Sto imparando, lentamente e da solo, a risalire i giorni, spoglio di illusioni, mentre le mani appassiscono sotto la pioggia.
C’è il piacere di piacersi, ed è un’eco; poi c’è il piacere del silenzio; il mio rifugio. Ogni tanto, mordo i sassolini bagnati di pioggia e sento la lingua farsi ferita. Gli arcobaleni sono spariti; le albe non hanno più il sole. Rimane l’acqua, che resiste, cristallina e scorre dentro di me.
Sto imparando da quando mi sento un falco smarrito, fuori stagione. Cerco la mia casa tra l’abbandono e l’oltranza, tra l’offesa e la cura. Rimango, e il solo restare è già un miracolo. Poi arriva il mare, con il suo banco di sabbia – il destino, direbbero – e mi conduce per vie brevi. Ma la coscienza, per quanto spezzata, rimane inossidabile. A volte pesa come un obbligo, a volte mi salva.

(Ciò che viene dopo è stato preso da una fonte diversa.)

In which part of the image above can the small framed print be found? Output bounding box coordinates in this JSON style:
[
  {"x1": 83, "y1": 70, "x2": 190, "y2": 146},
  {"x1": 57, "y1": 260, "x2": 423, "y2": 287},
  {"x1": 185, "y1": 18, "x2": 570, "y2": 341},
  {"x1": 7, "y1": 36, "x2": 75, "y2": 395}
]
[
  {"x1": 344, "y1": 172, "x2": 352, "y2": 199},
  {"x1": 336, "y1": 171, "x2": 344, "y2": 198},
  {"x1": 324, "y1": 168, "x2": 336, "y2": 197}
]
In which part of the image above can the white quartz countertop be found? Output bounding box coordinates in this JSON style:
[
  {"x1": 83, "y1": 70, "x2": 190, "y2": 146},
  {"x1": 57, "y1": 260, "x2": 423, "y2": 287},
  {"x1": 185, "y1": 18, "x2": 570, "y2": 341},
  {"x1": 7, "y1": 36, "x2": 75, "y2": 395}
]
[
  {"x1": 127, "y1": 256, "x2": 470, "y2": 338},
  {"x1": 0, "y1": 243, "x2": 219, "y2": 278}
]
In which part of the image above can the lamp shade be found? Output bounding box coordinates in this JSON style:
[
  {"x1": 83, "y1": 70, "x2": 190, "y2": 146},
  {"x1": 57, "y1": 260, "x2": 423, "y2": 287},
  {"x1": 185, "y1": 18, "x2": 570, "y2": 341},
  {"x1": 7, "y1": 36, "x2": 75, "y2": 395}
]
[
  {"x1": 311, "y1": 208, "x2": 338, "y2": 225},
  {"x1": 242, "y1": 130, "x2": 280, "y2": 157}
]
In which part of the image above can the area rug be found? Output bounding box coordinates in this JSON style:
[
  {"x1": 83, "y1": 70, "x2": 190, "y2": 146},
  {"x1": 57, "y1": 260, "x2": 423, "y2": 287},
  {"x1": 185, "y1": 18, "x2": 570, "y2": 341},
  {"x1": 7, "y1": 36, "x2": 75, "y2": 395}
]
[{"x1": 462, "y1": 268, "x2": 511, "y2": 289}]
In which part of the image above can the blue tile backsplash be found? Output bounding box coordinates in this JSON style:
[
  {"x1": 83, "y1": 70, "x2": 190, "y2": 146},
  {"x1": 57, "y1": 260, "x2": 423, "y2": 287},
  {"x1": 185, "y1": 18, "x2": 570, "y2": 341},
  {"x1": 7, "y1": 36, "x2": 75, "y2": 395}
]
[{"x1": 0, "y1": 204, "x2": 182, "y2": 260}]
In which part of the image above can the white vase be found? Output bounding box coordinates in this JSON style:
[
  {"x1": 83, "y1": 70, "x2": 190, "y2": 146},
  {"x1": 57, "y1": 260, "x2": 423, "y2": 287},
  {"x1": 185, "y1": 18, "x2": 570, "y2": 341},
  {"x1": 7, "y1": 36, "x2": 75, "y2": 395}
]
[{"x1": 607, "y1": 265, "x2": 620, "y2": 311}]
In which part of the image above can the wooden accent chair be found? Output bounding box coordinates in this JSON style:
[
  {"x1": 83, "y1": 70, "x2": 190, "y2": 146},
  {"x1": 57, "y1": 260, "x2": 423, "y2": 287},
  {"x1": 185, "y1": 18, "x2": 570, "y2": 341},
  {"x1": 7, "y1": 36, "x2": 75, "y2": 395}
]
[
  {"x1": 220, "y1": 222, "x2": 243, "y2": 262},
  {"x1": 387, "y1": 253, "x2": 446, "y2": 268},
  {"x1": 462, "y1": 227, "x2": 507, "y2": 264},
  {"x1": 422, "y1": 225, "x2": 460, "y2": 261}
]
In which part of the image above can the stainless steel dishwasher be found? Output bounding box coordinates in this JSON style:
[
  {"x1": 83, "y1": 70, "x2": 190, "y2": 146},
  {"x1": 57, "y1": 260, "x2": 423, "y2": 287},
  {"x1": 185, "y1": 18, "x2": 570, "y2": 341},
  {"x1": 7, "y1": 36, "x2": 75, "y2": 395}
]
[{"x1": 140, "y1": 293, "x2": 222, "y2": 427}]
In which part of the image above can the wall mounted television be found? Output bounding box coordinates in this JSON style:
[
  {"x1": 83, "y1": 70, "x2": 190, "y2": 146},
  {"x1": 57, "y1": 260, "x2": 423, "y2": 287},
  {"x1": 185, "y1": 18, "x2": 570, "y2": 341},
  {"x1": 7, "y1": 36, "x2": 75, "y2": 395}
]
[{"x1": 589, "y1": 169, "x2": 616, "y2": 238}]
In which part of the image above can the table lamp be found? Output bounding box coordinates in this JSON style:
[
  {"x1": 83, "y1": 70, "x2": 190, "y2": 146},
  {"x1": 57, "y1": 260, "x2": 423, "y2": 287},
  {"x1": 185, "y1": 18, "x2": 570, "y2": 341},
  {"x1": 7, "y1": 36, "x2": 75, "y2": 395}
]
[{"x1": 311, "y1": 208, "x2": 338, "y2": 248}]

Sto imparando, con la schiena dritta, ad ultimare il mio viaggio da solo. A dare valore alla vita e a ignorare le promesse mai fatte. C’è un fuoco, il fuoco consapevole di un’estate che non verrà mai. Ho imparato a voltarmi indietro per gli altri, a condividere le solitudini che attraversano il mondo come venti senza meta. Ho visto cibo che non alimenta, temporali che colgono d’agosto e cani che rincorrono le nuvole al mattino che lasciano il cielo vuoto.
Sto imparando, senza fretta. Da me stesso.